When I Followed Humanitarian Emergencies

I wanted to change not only the way I worked, but also where I worked. Africa and the Middle East were a priority for me. Other parts of Asia, maybe. Latin America? An opportunity came up to go to Mexico with EFE. Just as I was about to leave, I saw a job posting from Doctors Without Borders that involved constant travel to humanitarian emergencies. I applied and they hired me — I still wonder why. I was 29, and I opened a new chapter in my life in which I no longer published news in a media outlet, but instead followed humanitarian teams and traveled to countries such as South Sudan, the Central African Republic, the Democratic Republic of Congo, Syria, the Philippines, Uganda, Sierra Leone, Liberia, Lebanon, Jordan, Turkey, Mexico…
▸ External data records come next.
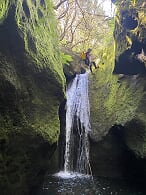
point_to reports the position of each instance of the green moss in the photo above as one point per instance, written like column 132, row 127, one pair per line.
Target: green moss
column 113, row 101
column 3, row 9
column 40, row 36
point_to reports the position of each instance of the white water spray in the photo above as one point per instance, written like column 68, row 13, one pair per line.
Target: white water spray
column 78, row 114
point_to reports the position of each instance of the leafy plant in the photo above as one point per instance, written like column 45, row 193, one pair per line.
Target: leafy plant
column 65, row 58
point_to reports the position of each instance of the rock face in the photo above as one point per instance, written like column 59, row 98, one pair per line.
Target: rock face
column 31, row 90
column 130, row 37
column 120, row 101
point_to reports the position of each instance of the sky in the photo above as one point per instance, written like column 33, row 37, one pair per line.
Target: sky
column 108, row 7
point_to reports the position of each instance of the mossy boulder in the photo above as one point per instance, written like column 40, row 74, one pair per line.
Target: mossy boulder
column 32, row 88
column 130, row 37
column 116, row 100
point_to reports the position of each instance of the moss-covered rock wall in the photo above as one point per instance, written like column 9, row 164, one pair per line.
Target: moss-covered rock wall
column 130, row 37
column 31, row 90
column 116, row 101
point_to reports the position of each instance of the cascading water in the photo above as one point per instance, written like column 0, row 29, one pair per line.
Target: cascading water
column 77, row 114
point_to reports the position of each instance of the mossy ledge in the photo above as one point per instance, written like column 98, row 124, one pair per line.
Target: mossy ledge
column 32, row 88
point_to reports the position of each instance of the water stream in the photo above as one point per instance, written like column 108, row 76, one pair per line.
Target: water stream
column 78, row 115
column 76, row 178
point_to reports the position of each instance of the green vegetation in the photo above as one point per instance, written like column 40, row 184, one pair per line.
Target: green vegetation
column 3, row 9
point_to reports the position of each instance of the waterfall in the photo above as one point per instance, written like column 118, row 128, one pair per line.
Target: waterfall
column 77, row 126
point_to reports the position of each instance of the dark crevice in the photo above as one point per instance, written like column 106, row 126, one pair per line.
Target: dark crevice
column 26, row 9
column 128, row 62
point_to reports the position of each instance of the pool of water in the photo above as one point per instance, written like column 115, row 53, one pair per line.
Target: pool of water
column 76, row 184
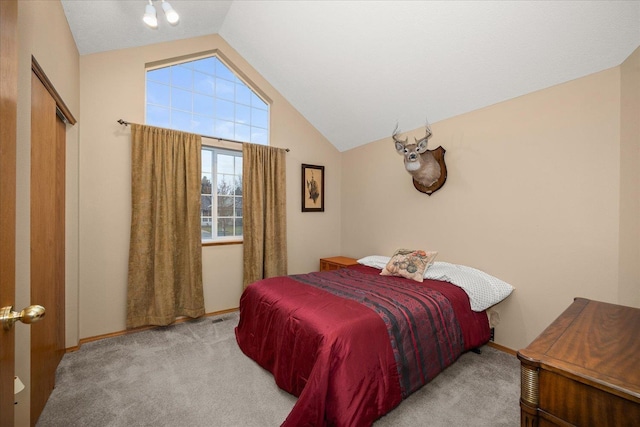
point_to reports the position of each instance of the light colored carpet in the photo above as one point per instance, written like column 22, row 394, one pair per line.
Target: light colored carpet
column 193, row 374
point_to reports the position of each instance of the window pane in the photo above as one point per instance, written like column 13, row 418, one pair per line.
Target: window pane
column 225, row 226
column 205, row 187
column 224, row 110
column 205, row 206
column 259, row 118
column 202, row 125
column 225, row 206
column 181, row 100
column 242, row 133
column 225, row 163
column 161, row 75
column 203, row 104
column 181, row 77
column 243, row 94
column 157, row 116
column 224, row 129
column 220, row 104
column 238, row 203
column 205, row 229
column 158, row 94
column 204, row 83
column 181, row 120
column 224, row 89
column 206, row 158
column 225, row 185
column 238, row 185
column 243, row 114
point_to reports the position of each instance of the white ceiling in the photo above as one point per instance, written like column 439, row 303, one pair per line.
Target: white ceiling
column 355, row 68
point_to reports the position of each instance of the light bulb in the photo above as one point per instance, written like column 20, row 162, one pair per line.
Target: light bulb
column 149, row 17
column 170, row 13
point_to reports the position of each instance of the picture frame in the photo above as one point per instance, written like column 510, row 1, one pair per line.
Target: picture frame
column 312, row 188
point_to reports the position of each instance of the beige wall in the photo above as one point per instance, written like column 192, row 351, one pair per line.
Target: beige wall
column 112, row 86
column 630, row 181
column 532, row 197
column 44, row 33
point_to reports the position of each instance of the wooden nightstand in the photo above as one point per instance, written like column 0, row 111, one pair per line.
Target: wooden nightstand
column 336, row 262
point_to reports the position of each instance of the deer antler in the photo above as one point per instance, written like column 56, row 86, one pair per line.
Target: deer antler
column 396, row 131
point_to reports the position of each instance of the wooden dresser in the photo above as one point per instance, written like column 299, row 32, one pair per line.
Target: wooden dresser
column 336, row 262
column 584, row 369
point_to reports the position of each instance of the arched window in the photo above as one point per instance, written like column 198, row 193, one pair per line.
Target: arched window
column 204, row 96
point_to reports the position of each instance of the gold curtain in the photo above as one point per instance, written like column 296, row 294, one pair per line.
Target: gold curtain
column 264, row 216
column 165, row 253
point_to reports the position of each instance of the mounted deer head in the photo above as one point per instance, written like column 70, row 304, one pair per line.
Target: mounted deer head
column 418, row 161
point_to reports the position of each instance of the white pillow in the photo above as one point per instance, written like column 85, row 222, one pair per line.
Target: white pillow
column 375, row 261
column 483, row 289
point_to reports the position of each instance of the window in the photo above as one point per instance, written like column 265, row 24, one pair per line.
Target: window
column 205, row 97
column 221, row 195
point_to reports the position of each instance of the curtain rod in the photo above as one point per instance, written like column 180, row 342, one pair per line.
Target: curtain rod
column 126, row 123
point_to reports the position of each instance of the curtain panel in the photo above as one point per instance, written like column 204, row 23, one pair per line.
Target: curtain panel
column 165, row 254
column 265, row 216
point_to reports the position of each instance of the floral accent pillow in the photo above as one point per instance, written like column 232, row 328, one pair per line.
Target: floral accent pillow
column 409, row 263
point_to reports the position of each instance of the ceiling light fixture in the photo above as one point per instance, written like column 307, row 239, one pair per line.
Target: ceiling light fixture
column 150, row 18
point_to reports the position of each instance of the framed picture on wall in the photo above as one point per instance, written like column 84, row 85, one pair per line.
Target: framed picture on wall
column 312, row 188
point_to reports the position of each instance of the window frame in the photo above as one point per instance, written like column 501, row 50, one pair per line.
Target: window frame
column 241, row 78
column 219, row 240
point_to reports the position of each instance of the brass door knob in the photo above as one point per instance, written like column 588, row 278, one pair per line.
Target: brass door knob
column 31, row 314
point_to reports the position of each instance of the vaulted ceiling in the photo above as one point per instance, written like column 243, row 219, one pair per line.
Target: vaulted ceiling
column 356, row 68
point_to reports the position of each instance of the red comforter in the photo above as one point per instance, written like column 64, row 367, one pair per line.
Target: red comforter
column 351, row 344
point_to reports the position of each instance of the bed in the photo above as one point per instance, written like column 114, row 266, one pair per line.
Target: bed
column 351, row 343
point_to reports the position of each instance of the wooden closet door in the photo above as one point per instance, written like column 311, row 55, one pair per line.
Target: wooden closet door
column 47, row 242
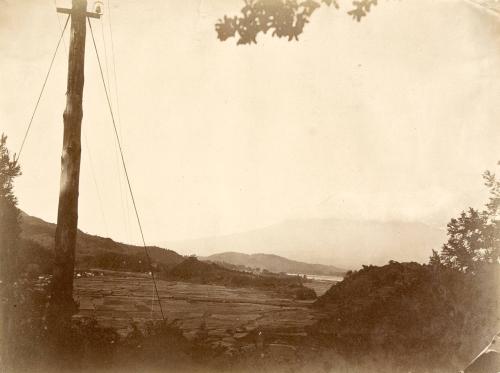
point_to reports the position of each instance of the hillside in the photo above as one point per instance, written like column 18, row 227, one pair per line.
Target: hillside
column 274, row 263
column 194, row 270
column 343, row 243
column 89, row 246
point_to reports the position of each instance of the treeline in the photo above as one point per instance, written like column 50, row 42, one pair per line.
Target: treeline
column 193, row 270
column 422, row 317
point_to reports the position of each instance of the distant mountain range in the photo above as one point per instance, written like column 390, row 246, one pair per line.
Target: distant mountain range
column 273, row 263
column 87, row 245
column 342, row 243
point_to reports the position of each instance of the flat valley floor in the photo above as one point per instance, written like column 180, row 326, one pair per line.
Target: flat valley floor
column 230, row 317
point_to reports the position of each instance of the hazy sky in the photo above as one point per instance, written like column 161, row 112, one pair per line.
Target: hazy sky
column 395, row 117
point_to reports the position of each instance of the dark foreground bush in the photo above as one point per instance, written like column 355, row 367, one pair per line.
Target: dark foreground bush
column 418, row 316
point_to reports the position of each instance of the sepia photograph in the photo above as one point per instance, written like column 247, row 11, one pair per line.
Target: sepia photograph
column 242, row 186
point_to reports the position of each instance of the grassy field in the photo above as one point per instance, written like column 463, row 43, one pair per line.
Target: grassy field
column 233, row 316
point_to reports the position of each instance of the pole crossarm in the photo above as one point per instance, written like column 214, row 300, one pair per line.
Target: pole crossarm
column 88, row 14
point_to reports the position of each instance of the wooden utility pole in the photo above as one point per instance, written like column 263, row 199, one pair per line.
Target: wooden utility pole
column 62, row 306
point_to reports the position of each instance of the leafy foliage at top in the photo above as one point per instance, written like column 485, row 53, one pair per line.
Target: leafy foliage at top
column 473, row 237
column 284, row 18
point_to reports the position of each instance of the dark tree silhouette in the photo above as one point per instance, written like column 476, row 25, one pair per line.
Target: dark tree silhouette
column 284, row 18
column 474, row 237
column 9, row 214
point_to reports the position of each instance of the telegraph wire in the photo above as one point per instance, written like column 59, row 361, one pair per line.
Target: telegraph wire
column 41, row 92
column 126, row 172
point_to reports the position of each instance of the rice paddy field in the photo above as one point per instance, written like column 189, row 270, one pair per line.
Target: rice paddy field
column 230, row 316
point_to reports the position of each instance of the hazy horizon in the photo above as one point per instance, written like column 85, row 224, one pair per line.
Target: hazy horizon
column 221, row 139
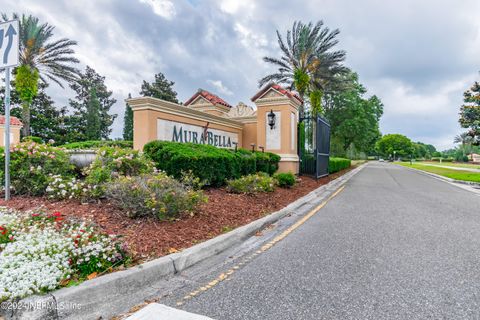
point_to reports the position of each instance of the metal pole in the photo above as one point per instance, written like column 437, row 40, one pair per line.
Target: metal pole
column 7, row 134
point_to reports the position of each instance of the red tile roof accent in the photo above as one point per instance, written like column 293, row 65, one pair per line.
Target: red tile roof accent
column 280, row 89
column 214, row 99
column 14, row 121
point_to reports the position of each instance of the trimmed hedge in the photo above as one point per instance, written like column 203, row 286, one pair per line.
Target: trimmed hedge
column 94, row 144
column 210, row 164
column 337, row 164
column 437, row 159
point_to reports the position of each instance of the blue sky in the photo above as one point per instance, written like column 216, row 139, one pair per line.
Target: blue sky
column 417, row 56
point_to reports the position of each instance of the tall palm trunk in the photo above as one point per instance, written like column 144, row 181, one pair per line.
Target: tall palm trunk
column 26, row 119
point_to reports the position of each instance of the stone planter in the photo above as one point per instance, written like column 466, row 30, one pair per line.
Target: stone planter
column 82, row 158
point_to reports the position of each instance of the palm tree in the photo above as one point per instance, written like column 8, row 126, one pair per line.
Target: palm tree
column 463, row 138
column 308, row 63
column 49, row 59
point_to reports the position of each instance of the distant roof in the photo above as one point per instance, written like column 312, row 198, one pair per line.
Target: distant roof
column 14, row 121
column 280, row 89
column 208, row 96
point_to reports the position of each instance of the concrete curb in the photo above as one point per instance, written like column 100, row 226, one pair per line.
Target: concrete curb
column 469, row 183
column 113, row 293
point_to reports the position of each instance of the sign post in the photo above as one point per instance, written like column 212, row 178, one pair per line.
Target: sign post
column 9, row 52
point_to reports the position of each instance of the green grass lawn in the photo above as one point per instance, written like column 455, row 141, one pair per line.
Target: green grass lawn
column 454, row 164
column 449, row 173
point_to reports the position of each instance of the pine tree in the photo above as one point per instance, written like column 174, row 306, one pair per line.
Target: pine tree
column 470, row 112
column 93, row 125
column 128, row 122
column 161, row 88
column 88, row 80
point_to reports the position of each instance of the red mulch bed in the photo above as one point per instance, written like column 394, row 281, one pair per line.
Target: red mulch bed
column 148, row 238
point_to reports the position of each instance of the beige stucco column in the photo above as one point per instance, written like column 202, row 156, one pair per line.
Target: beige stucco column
column 282, row 138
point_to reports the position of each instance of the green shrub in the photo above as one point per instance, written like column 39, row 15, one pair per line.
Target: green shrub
column 98, row 144
column 267, row 162
column 285, row 180
column 210, row 164
column 253, row 183
column 338, row 164
column 113, row 162
column 32, row 139
column 31, row 164
column 153, row 194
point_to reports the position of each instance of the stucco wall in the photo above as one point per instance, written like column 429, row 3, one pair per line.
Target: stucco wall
column 146, row 111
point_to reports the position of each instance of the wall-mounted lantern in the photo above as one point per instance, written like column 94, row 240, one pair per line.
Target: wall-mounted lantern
column 271, row 119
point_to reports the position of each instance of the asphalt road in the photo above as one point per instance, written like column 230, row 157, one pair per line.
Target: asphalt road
column 394, row 244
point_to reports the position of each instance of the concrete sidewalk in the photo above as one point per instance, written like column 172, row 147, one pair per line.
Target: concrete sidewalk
column 394, row 244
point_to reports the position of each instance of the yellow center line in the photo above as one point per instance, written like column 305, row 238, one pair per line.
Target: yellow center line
column 267, row 246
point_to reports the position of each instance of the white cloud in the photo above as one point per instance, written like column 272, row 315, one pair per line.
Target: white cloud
column 163, row 8
column 418, row 57
column 220, row 87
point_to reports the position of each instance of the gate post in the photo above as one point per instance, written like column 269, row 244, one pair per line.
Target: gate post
column 280, row 135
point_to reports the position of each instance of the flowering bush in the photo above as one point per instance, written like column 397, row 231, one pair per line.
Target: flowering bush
column 44, row 251
column 32, row 163
column 253, row 183
column 154, row 194
column 61, row 188
column 285, row 180
column 114, row 162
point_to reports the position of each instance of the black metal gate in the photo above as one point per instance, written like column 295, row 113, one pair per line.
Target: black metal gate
column 313, row 145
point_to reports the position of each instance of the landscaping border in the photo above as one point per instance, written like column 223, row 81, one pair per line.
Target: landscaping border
column 113, row 293
column 447, row 179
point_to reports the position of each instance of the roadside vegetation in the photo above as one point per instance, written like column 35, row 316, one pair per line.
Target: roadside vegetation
column 160, row 200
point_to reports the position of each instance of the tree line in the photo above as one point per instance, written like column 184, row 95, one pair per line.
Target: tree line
column 44, row 62
column 311, row 65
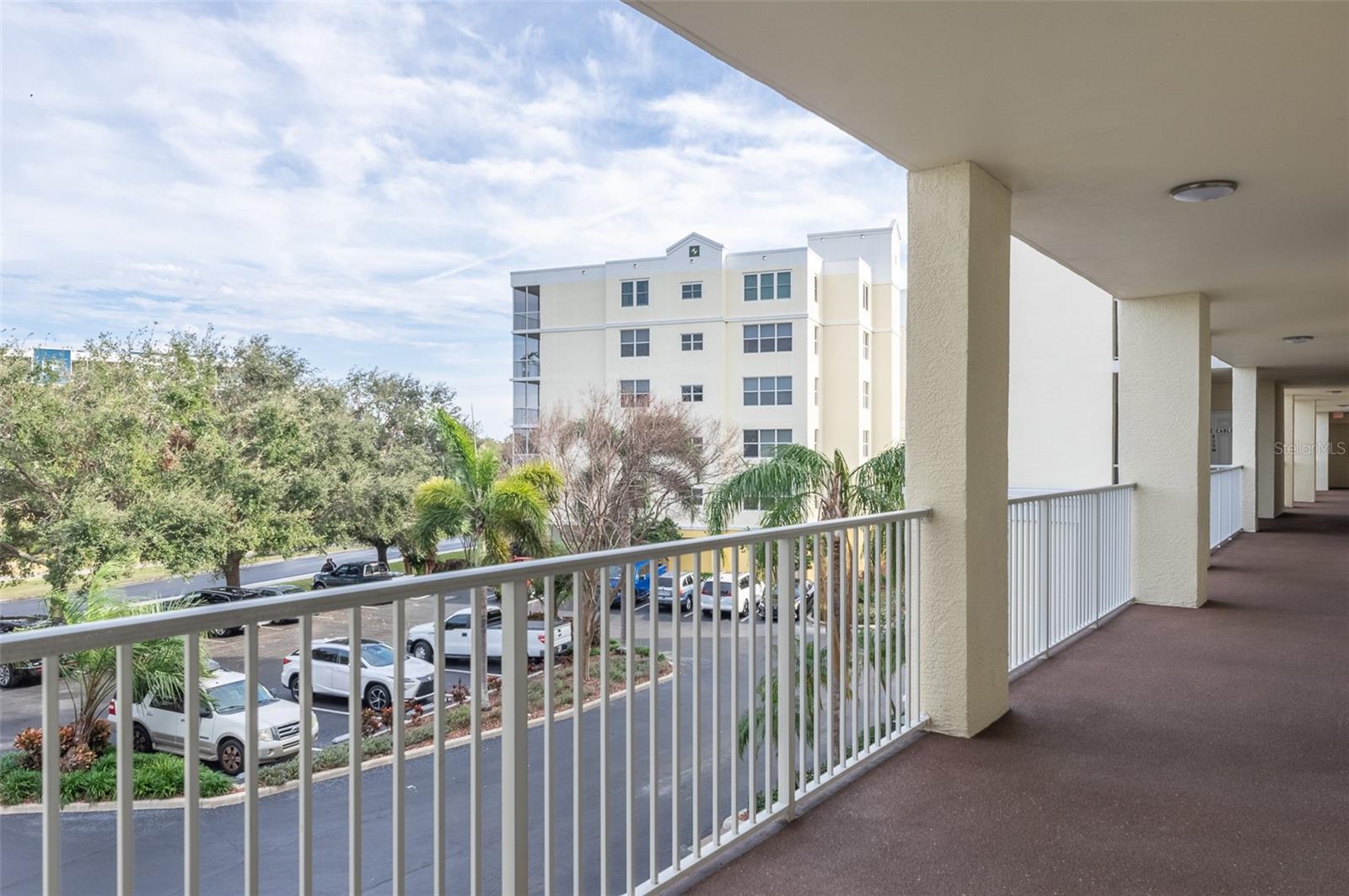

I learned how a top-tier humanitarian organization worked. My sense of solidarity came alive. I connected cultures and political systems. I met the person who would become my partner in travel and in life, the photographer Anna Surinyach. I focused on something I had been covering from the beginning: movements of population, and especially people fleeing conflict. I traveled and told those stories many times with Surinyach. She took the pictures, I wrote the stories. I defended my PhD thesis on Tagore in Barcelona. I boarded rescue boats of Doctors Without Borders in the Mediterranean Sea.

But I missed the excitement of journalistic reporting — writing for the media. I decided I needed another change. What if this time I didn’t depend on a news outlet or a humanitarian organization? What if this time I could change the rules of how and where stories are told? What if this time I had my own project, together with other colleagues?